每天四個小時睡眠,加上固定時間的小憩,他可以保持48小時的精力巔峰狀態。

這種狀態從第三天開始急速下降,必須及時補充睡眠。

現在的溫焓便是這樣,同樣的東西看三遍也記不住。

其中20%的內容會變得模糊。

這是絕無僅有的,他的體能跟不上了。

溫焓知道他需要歇息。

這種休息不是簡單的補一覺能解決的。

大腦正在對身體機能進行保護,在抗拒背書這件事。

他需要做點什麽換換腦子,讓思維重新進入活躍狀態。

簡單的說,他需要找點樂子。

溫焓正琢磨該做點什麽,就聽見屋外一陣窸窸窣窣的聲音。

幾只小狗嗚汪嗚汪地叫著,奶聲奶氣的。

溫焓好笑,“會看家了啊。”

門口,沈臨賊頭賊腦的,一個勁兒朝小狗崽子們作揖求饒,“哥,哥,別叫,別叫。”

溫焓看見沈臨就想笑,朝小狗們伸出一根手指,豎在嘴唇中央,“噓。”

小狗崽子們歪著腦袋看他,竟然神奇的安靜下來。

沈臨嘖嘖稱奇。

小學弟的魅力已然跨越物種。

他輕手輕腳走進來,“小學弟,你古希臘神話主題油畫鑒賞的卷子做完啦?”

最應該關心的不應該是C國歷史研究嗎?

“.......”溫焓:“做完了。”

“啊哈哈哈.......”沈臨訕訕,“我這不是來陪你了麽。”

學生時代,陸卓勳經常輔導他功課。

他勳哥的嘲諷技能與學霸技能一樣滿點。

好在沈臨臉皮厚,當天就無所謂了,真正給他留下深刻陰影的是陸卓勳不經意間展露出來的東西。

那種無意識的,連陸卓勳自己都沒發覺的東西,才讓沈臨備受打擊。

不論多少次,不管是他、林爵,還是秦瑜,他們都曾飽受這種降維式打擊的摧殘,才知道人與人之間的確存在巨大的差異與鴻溝。

來老宅的路上,他準備好一大把同情,想要安慰首次遭遇打擊的小學弟。

然而溫焓的臉上根本沒有那種頹喪,倒好像是......

尷尬?

沈臨在心裏嘿嘿兩聲。

這反應絕對跟古希臘神話油畫鑒賞有關。

“小學弟,聽說林爵那貨送你塊手表?來!你想要什麽,學長給你買!”

厚厚的歷史研究教材裏夾著一張張紙條,那是溫焓留下的記號,他不舍得把書折起來。

“你陪我去買書簽吧。
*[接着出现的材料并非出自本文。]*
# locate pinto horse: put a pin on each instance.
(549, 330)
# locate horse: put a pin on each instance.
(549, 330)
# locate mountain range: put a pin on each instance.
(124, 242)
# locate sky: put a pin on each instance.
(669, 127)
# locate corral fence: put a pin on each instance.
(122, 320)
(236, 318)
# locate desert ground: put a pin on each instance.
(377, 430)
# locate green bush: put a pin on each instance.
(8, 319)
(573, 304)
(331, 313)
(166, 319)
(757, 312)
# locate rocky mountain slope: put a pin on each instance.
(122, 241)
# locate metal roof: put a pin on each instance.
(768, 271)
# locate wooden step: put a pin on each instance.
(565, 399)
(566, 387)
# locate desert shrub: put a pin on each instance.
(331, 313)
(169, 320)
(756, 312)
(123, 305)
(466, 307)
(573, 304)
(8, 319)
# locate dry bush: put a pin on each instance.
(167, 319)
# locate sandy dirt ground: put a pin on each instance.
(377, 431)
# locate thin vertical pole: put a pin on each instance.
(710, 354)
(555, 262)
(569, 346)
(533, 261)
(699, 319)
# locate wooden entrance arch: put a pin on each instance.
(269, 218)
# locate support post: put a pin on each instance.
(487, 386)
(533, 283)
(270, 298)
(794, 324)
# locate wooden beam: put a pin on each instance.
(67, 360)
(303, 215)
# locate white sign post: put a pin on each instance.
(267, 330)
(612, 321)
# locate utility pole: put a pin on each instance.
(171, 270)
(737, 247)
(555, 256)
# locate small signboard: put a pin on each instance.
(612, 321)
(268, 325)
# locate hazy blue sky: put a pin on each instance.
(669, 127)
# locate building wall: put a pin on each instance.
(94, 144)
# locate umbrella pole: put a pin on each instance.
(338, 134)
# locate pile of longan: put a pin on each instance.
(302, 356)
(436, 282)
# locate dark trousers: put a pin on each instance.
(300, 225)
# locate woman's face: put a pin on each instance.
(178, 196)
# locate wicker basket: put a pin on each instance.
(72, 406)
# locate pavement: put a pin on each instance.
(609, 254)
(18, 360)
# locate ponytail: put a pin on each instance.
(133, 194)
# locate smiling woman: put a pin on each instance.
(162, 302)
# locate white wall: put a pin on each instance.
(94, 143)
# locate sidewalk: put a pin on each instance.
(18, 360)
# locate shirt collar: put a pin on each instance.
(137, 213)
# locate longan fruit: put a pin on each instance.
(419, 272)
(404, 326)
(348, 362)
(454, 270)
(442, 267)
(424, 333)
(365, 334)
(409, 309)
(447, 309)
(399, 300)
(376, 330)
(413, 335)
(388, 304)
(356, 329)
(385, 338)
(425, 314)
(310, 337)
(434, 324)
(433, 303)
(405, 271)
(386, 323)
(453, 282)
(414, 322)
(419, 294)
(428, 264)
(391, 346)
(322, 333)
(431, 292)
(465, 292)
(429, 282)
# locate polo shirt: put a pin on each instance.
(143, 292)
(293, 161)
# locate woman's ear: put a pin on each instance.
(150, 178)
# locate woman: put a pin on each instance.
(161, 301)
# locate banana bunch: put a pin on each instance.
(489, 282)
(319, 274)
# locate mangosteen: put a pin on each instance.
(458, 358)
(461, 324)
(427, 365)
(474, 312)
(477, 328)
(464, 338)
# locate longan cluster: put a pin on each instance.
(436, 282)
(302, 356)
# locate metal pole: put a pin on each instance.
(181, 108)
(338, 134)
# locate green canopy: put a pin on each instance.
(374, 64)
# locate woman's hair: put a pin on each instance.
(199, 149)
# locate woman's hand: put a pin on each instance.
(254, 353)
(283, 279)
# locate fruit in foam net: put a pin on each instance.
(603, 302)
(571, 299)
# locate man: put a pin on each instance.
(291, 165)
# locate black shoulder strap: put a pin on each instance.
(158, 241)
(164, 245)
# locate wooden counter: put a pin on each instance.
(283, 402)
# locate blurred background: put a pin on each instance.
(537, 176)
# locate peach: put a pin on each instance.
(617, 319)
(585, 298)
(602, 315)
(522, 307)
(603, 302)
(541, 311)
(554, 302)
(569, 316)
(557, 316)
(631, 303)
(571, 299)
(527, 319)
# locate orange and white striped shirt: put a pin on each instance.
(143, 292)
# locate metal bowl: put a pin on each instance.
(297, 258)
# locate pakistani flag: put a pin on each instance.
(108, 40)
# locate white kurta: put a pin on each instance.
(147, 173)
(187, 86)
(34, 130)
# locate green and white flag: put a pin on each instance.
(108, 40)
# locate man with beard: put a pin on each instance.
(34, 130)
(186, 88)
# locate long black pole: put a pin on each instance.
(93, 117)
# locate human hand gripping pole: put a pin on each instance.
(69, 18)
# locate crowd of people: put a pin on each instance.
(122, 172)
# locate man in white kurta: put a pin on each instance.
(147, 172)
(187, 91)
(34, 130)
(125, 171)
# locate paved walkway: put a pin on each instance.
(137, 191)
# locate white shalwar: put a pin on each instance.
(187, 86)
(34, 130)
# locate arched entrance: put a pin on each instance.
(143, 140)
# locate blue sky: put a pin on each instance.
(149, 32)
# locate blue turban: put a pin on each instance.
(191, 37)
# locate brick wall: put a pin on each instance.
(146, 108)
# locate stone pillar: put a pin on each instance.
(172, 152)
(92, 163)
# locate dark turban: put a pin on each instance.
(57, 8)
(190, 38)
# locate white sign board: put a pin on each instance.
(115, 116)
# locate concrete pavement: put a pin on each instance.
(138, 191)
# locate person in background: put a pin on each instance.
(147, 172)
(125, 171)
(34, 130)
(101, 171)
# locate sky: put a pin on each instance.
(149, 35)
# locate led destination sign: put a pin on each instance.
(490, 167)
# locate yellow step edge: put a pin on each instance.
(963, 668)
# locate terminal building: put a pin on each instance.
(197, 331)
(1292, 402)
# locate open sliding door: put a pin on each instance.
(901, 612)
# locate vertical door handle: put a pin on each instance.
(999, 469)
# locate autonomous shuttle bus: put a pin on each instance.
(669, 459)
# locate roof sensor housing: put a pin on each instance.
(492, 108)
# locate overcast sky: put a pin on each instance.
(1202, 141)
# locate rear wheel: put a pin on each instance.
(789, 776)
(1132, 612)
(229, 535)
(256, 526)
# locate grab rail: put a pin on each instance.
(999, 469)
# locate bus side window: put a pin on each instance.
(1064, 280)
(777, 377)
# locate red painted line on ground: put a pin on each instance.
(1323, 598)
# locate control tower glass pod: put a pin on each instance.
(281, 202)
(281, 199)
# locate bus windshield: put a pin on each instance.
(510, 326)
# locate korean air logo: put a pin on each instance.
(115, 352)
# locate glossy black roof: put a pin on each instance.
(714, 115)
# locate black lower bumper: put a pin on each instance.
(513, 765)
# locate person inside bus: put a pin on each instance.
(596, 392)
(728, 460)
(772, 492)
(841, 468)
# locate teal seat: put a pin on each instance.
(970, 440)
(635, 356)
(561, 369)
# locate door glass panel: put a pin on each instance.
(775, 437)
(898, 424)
”

沈臨朝他桌上一瞥,上面整整齊齊,擺滿文具,跟小松鼠的窩似的。

小學弟真可愛,囤松果呢!

沈臨:“走起!前面景區裏有超市。”

沈臨開車,兩人直奔景區超市。

與其說超市,這裏更像紀念品商店,裏面的文具不多,但勝在可愛,有特點。

溫焓買的書簽快把購物籃子底鋪滿了。

老板是個年輕小女生,性格特別開朗,說塑料袋子不適合溫焓這樣的小仙男,特意給找了個草編籃子。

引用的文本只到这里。